Getting Support Through Protective Orders
Family violence and dating violence can be traumatic experiences that often require legal intervention in the form of protective orders. In Texas, protective orders are legal documents prohibiting a person from committing family violence or communicating with the victim. They can also grant possession of a residence or vehicle to the victim. Protective orders are issued by a court and are enforceable by law enforcement.
Seeking Protective Orders
If you are a victim of family violence or dating violence, seeking a protective order is crucial to protecting yourself from further harm. A protective order can provide you with the physical and psychological protection necessary to keep you safe. There are two types of protective orders in Texas: temporary ex parte protective orders and final protective orders.
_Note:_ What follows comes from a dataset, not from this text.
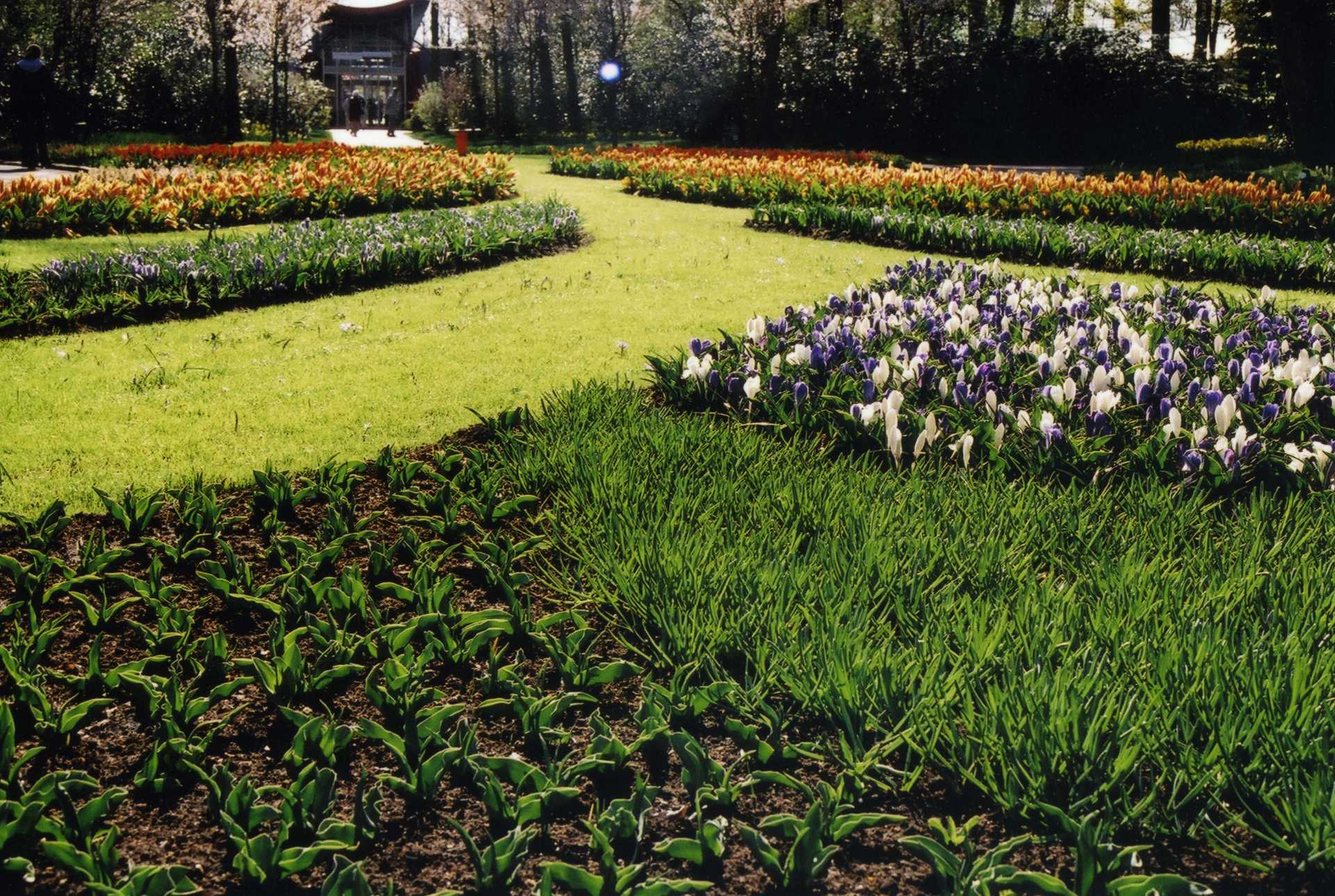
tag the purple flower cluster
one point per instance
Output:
(956, 362)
A temporary ex parte protective order can be issued without notice to the alleged abuser if the victim can prove that family violence has occurred or is likely to occur in the future. A final protective order can be issued after a hearing where both parties have an opportunity to present evidence. A final protective order can last up to two years and be renewed if necessary.
Defending Protective Orders
In some cases, a person may be falsely accused of committing family violence, and they may need to defend themselves against a protective order. A protective order can have serious consequences, such as restricting access to a child or limiting employment opportunities. False allegations of family violence can be made by an unscrupulous individual seeking to gain an advantage in a family law case, such as a conservatorship or child support matter. If you have been falsely accused of family violence, it is essential to seek legal representation to defend yourself against these allegations. An experienced family law attorney can help you navigate the legal system and present evidence to challenge the allegations.